Additionally, most states allow conviction for DUI/DWI based on obsevable evidence of intoxication, even if blood alcohol levels are below the legal limit.

Mouth Wash Is in a sense “Denatured Alchhol” But The alcohol content is ethyl not methyl and the other ingrediant(s) may be distaseful but not toxic.

OTOH Denatured Alcohol is Ethyl alcohol to which some Methyl alcohol or other denaturant has been added to make unfit for human (drinking) consumption.

Let’s do math!

Okay, a twelve ounce beer with 5% alcohol by volume works out to 18 ml of alcohol. I’m not sure what “one drink” is in milliliters of pure EtOH, but 18 ml should be close enough. Now, Listerine is 27% abv, per above posts. So 66 ml of Listerine has 18 ml of alcohol. 65 ml is 2.20 ounces, according to Google Calculator. One shot is 1.5 ounces, so one “drink” of Listerine is 1.47 shots (and yes, Google Calculator will give answers in shots! How useful is that?) Going the other way, one shot of Listerine is equivalent to 8.1 ounces of beer. chaoticbear was right.

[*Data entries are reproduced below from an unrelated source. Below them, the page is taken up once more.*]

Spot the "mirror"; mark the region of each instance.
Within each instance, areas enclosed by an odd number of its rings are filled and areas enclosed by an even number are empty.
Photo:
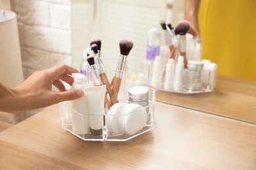
[[[169,5],[175,7],[173,9],[166,7],[170,1],[175,3]],[[102,41],[102,57],[111,58],[119,57],[119,41],[129,37],[134,42],[129,56],[129,74],[140,73],[146,57],[148,31],[156,27],[161,30],[159,23],[162,18],[171,23],[182,20],[181,1],[71,0],[73,66],[79,69],[83,50],[89,46],[93,36]],[[241,89],[244,84],[247,88]],[[218,75],[213,92],[182,94],[157,91],[156,100],[255,124],[255,82]]]

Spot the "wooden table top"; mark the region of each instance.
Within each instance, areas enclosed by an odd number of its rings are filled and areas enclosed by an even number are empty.
[[[156,102],[152,131],[85,141],[60,127],[58,107],[0,133],[0,169],[256,169],[253,124]]]
[[[218,75],[212,92],[156,92],[156,100],[256,124],[256,81]]]

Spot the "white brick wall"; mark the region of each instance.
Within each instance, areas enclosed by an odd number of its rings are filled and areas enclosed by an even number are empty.
[[[37,70],[71,65],[70,1],[14,1],[24,78]],[[42,109],[22,113],[22,119]]]
[[[70,0],[14,0],[24,78],[71,65]]]

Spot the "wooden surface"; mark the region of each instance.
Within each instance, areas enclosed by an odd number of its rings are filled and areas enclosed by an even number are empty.
[[[212,92],[156,92],[156,100],[256,124],[256,81],[218,75]]]
[[[0,9],[14,11],[13,0],[1,0]]]
[[[256,169],[256,125],[156,103],[155,129],[127,142],[84,141],[58,105],[0,133],[1,169]]]

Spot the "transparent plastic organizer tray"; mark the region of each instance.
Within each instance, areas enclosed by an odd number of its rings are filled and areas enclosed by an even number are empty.
[[[212,92],[217,83],[216,71],[202,71],[200,76],[202,80],[198,82],[198,75],[196,73],[190,72],[185,69],[183,74],[182,83],[179,90],[174,89],[174,82],[171,85],[171,88],[166,89],[164,88],[164,80],[161,81],[157,86],[152,86],[150,80],[147,82],[146,85],[154,88],[156,90],[166,91],[181,94],[198,94]],[[174,77],[175,78],[175,77]]]
[[[158,75],[160,77],[158,82],[152,83],[152,65],[143,64],[144,68],[144,75],[145,75],[146,86],[154,88],[156,90],[161,90],[181,94],[198,94],[212,92],[217,82],[217,69],[218,65],[211,65],[212,68],[210,70],[191,71],[188,69],[184,69],[181,81],[179,86],[175,88],[175,67],[172,74],[172,79],[169,81],[169,84],[165,84],[165,76],[167,75],[165,69],[163,69]],[[179,78],[181,80],[181,77]],[[177,84],[176,84],[177,85]]]
[[[64,101],[60,103],[60,116],[61,116],[61,126],[65,130],[70,132],[73,135],[78,137],[84,141],[126,141],[137,136],[142,135],[147,131],[149,131],[154,128],[154,105],[155,105],[155,90],[152,88],[148,88],[148,105],[146,107],[140,107],[139,110],[131,110],[125,112],[125,109],[123,111],[119,112],[116,109],[116,112],[117,114],[112,114],[108,113],[108,109],[105,108],[105,111],[102,114],[82,114],[74,110],[72,108],[72,101]],[[129,103],[127,97],[126,101],[118,103],[117,105],[139,105],[139,104]],[[115,104],[117,105],[117,104]],[[109,110],[114,107],[113,105]],[[112,109],[114,110],[114,109]],[[119,109],[121,110],[121,109]],[[129,109],[128,109],[129,110]],[[133,111],[131,111],[133,110]],[[135,111],[134,111],[135,110]],[[146,110],[146,111],[145,111]],[[144,114],[142,118],[139,116],[140,113],[146,112],[146,120]],[[113,112],[113,110],[112,110]],[[141,114],[140,114],[141,115]],[[73,120],[79,120],[80,132],[75,131],[73,128],[74,124]],[[91,130],[90,131],[90,120],[101,120],[102,129],[97,134],[93,135]],[[144,121],[143,123],[140,122]],[[77,125],[77,122],[76,122]],[[137,124],[137,126],[136,126]]]

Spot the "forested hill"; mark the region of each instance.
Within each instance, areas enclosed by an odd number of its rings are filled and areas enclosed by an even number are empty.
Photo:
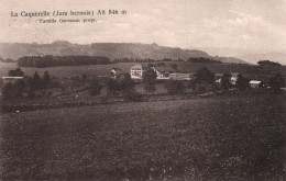
[[[72,44],[66,41],[56,41],[52,44],[25,44],[25,43],[1,43],[0,57],[3,58],[20,58],[23,56],[105,56],[113,59],[134,58],[134,59],[184,59],[204,57],[213,58],[206,52],[197,49],[182,49],[166,46],[158,46],[157,44],[139,44],[139,43],[94,43],[94,44]],[[216,57],[216,60],[222,63],[240,63],[245,61],[231,57]]]

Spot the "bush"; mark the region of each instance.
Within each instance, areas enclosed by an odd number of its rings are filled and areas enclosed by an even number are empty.
[[[165,87],[169,94],[183,93],[186,89],[184,82],[178,80],[170,80],[165,84]]]
[[[140,102],[143,95],[136,91],[125,91],[123,92],[123,100],[127,102]]]

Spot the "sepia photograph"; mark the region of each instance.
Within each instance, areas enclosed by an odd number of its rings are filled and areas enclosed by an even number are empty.
[[[286,0],[0,0],[0,180],[286,180]]]

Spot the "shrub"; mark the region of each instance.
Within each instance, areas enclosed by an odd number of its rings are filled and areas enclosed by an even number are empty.
[[[170,80],[165,84],[165,87],[169,94],[183,93],[186,89],[184,82],[178,80]]]
[[[140,102],[143,95],[134,90],[123,92],[123,100],[127,102]]]

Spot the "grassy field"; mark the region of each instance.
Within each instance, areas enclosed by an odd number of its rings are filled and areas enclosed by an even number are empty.
[[[283,180],[285,95],[1,117],[2,180]]]
[[[140,63],[119,63],[110,65],[82,65],[82,66],[64,66],[64,67],[50,67],[50,68],[31,68],[22,67],[21,69],[25,75],[33,76],[35,71],[40,75],[44,75],[44,71],[48,71],[51,76],[62,78],[64,76],[72,77],[78,76],[80,73],[89,73],[96,76],[108,76],[110,70],[113,67],[119,67],[123,72],[130,72],[130,67]],[[143,65],[147,65],[144,63]],[[231,65],[231,64],[194,64],[194,63],[184,63],[184,61],[166,61],[166,65],[177,64],[178,70],[183,72],[196,72],[199,68],[206,66],[215,73],[217,72],[241,72],[250,78],[258,77],[268,77],[275,72],[282,72],[286,77],[286,66],[283,66],[280,69],[277,68],[267,68],[267,67],[257,67],[253,65]],[[0,76],[7,76],[10,69],[16,68],[16,64],[4,64],[0,63]]]

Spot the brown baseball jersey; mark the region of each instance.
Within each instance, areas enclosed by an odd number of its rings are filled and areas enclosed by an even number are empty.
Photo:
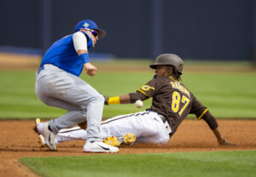
[[[132,99],[139,95],[142,100],[152,97],[152,106],[147,110],[165,116],[172,134],[188,114],[195,114],[201,119],[208,111],[183,83],[172,77],[152,79],[141,87],[136,94],[130,94],[130,96]]]

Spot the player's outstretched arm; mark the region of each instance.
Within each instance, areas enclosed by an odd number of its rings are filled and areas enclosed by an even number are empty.
[[[105,105],[118,105],[118,104],[130,104],[131,99],[130,94],[126,94],[121,96],[115,96],[108,98],[108,96],[104,96],[105,98]]]

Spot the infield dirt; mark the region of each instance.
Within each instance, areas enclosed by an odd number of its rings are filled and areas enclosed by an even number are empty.
[[[256,120],[218,120],[227,140],[237,146],[220,146],[204,121],[185,120],[165,146],[137,144],[120,148],[119,153],[156,153],[256,150]],[[0,121],[0,176],[38,176],[19,163],[25,157],[88,156],[83,152],[84,140],[57,145],[57,151],[41,148],[33,131],[33,121]]]

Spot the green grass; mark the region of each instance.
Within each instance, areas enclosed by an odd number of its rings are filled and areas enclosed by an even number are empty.
[[[256,151],[26,157],[44,177],[255,176]]]
[[[138,66],[143,62],[135,62]],[[132,66],[131,61],[119,62],[117,66]],[[107,64],[110,65],[111,64]],[[148,65],[148,63],[147,63]],[[243,65],[242,67],[246,67]],[[228,66],[227,66],[228,67]],[[84,73],[81,77],[104,95],[117,96],[135,92],[145,84],[154,71],[98,71],[94,77]],[[35,71],[0,71],[0,119],[57,117],[66,111],[44,105],[35,94]],[[183,83],[207,107],[216,117],[256,117],[256,73],[214,73],[186,72]],[[137,109],[134,105],[118,105],[104,107],[103,117],[143,111],[151,105],[151,100],[144,101],[144,106]],[[192,116],[193,117],[193,116]]]

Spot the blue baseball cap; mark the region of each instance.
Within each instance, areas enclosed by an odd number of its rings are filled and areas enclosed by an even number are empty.
[[[81,28],[96,31],[99,33],[100,38],[102,38],[107,35],[107,32],[105,30],[98,28],[97,25],[90,20],[85,20],[79,21],[75,26],[75,32],[79,31]]]

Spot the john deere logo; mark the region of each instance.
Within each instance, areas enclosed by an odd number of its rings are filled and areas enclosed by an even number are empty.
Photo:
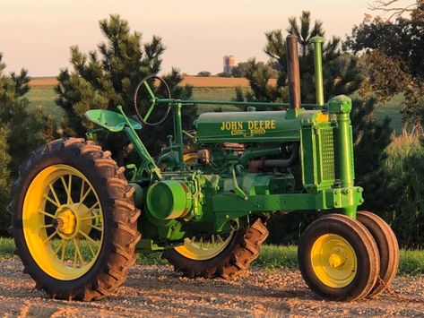
[[[267,130],[275,129],[275,120],[249,120],[247,123],[234,121],[222,122],[221,131],[230,131],[232,135],[255,135],[264,134]],[[247,133],[248,132],[248,133]]]

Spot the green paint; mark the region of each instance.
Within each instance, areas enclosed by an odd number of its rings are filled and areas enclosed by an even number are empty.
[[[314,37],[311,39],[312,43],[314,43],[315,86],[316,105],[318,106],[324,106],[322,44],[324,40],[325,39],[322,37]]]
[[[245,227],[252,216],[279,211],[340,209],[356,217],[363,199],[362,188],[354,185],[351,101],[340,96],[324,103],[323,41],[313,39],[316,105],[300,109],[255,111],[256,107],[286,108],[288,104],[160,99],[146,85],[151,98],[146,117],[153,107],[170,105],[174,119],[174,134],[157,161],[135,132],[142,125],[121,107],[120,114],[87,113],[103,129],[124,132],[141,158],[131,165],[131,185],[143,211],[143,249],[161,250],[181,245],[185,237]],[[202,158],[186,163],[181,108],[195,104],[243,106],[248,111],[199,116],[190,137]],[[302,185],[295,185],[291,167],[286,167],[289,158],[297,158],[290,152],[297,149],[293,143],[299,145]]]

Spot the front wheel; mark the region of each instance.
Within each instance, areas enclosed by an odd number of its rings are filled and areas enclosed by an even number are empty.
[[[380,262],[373,236],[344,215],[329,214],[311,223],[298,254],[305,282],[327,300],[363,298],[378,278]]]
[[[227,279],[248,268],[267,236],[268,230],[258,219],[249,228],[225,236],[186,238],[183,245],[164,251],[162,257],[186,276]]]
[[[10,207],[24,271],[56,298],[91,300],[125,279],[140,239],[124,169],[83,139],[52,142],[20,168]]]
[[[380,255],[381,279],[378,279],[368,295],[371,298],[385,290],[386,286],[390,286],[396,276],[399,266],[399,245],[390,226],[377,215],[361,211],[357,212],[356,218],[373,236]]]

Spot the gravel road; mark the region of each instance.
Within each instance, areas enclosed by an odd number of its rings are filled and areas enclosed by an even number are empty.
[[[352,303],[325,302],[312,294],[297,271],[254,269],[235,280],[189,279],[170,266],[140,266],[101,301],[51,300],[22,273],[19,260],[0,262],[0,316],[424,316],[424,276],[397,277],[402,299],[384,293]]]

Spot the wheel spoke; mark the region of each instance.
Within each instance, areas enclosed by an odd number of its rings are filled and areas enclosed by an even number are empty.
[[[60,206],[60,203],[57,204],[57,203],[56,202],[56,201],[53,200],[52,198],[50,198],[48,195],[44,194],[43,196],[44,196],[47,200],[48,200],[48,202],[49,202],[50,203],[54,204],[56,208],[58,208],[58,207]]]
[[[94,242],[96,245],[97,245],[97,242],[94,241],[91,237],[90,237],[88,235],[86,235],[84,232],[81,231],[80,230],[80,233],[82,235],[82,236],[84,236],[86,239],[87,239],[87,245],[89,246],[90,248],[90,251],[91,252],[91,255],[94,257],[96,256],[96,254],[94,253],[94,250],[92,249],[91,247],[91,243],[89,243],[89,242]],[[89,241],[89,239],[91,241]]]
[[[89,189],[87,190],[87,192],[84,193],[84,195],[82,195],[82,198],[81,198],[80,200],[80,205],[82,204],[82,202],[84,202],[85,199],[87,199],[87,196],[90,194],[90,193],[92,191],[91,187],[89,186]]]
[[[46,229],[46,228],[53,228],[53,224],[47,224],[47,225],[42,225],[39,227],[39,231],[43,230],[43,229]]]
[[[80,220],[83,221],[83,220],[86,220],[86,219],[99,219],[100,217],[100,214],[96,214],[96,215],[93,215],[91,217],[81,218]]]
[[[71,176],[71,175],[69,175]],[[66,193],[66,203],[72,203],[72,197],[71,197],[71,189],[68,189],[68,185],[66,185],[66,181],[65,181],[65,177],[61,176],[60,180],[62,180],[62,185],[64,185],[65,192]],[[68,180],[69,182],[69,180]]]
[[[75,245],[75,242],[74,242],[74,245]],[[76,252],[76,247],[74,248],[74,262],[72,263],[72,267],[76,268],[76,258],[77,258],[77,252]]]
[[[59,244],[59,245],[58,245],[59,247],[56,248],[56,251],[54,251],[54,252],[55,252],[55,255],[57,255],[57,253],[60,251],[60,249],[62,248],[62,246],[64,245],[64,244],[65,244],[65,240],[61,240],[61,241],[60,241],[60,244]]]
[[[66,251],[66,245],[68,241],[64,240],[64,245],[62,245],[62,254],[60,255],[60,260],[65,262],[65,252]]]
[[[55,219],[56,217],[51,214],[51,213],[48,213],[48,212],[46,212],[45,211],[42,211],[42,210],[39,210],[39,213],[41,213],[41,214],[44,214],[51,219]]]
[[[53,194],[53,197],[55,198],[55,201],[56,202],[56,204],[55,204],[56,206],[59,207],[60,206],[60,200],[59,198],[57,197],[57,194],[56,193],[56,191],[55,191],[55,188],[53,187],[53,185],[52,184],[48,184],[48,187],[50,188],[50,192],[52,193]]]
[[[103,228],[96,227],[95,225],[91,224],[90,227],[94,229],[97,229],[99,232],[103,232]]]
[[[68,180],[68,204],[72,204],[72,175],[69,175],[69,180]]]
[[[81,261],[81,266],[84,265],[84,260],[82,260],[82,255],[81,254],[80,247],[78,247],[78,242],[76,239],[74,237],[74,245],[75,245],[75,251],[78,258]]]
[[[85,187],[85,181],[82,179],[82,182],[81,183],[81,192],[80,192],[80,202],[82,202],[82,195],[84,193],[84,187]]]
[[[85,238],[87,238],[87,240],[91,241],[91,242],[94,243],[96,245],[98,245],[98,243],[97,243],[95,240],[93,240],[91,237],[90,237],[90,236],[89,236],[88,235],[86,235],[84,232],[82,232],[82,231],[80,230],[79,233],[80,233],[81,235],[82,235],[82,236],[84,236]]]
[[[46,239],[44,240],[43,243],[44,243],[44,244],[48,243],[48,242],[49,240],[51,240],[51,239],[53,238],[53,236],[56,236],[56,234],[57,234],[57,231],[53,232],[48,238],[46,238]]]
[[[94,209],[96,209],[99,206],[99,201],[95,202],[91,207],[89,209],[89,212],[91,212]]]

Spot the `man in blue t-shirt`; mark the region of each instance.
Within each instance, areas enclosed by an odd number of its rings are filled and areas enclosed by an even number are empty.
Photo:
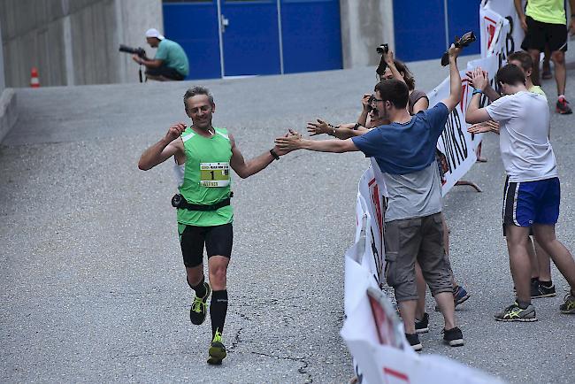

Also, one drink of 5% abv beer is just about exactly equivalent to one 1.5 ounce shot of 40% abv (80 proof) liquor; that makes sense, as most vodka and whiskey on the shelves are somewhere around 80 proof.

Also, this validates my computation.

Or it’s absolute ethanol (not Absolut and the joke gets old fast for the guys working in the stockroom) and the azeotrope has been broken using benzene.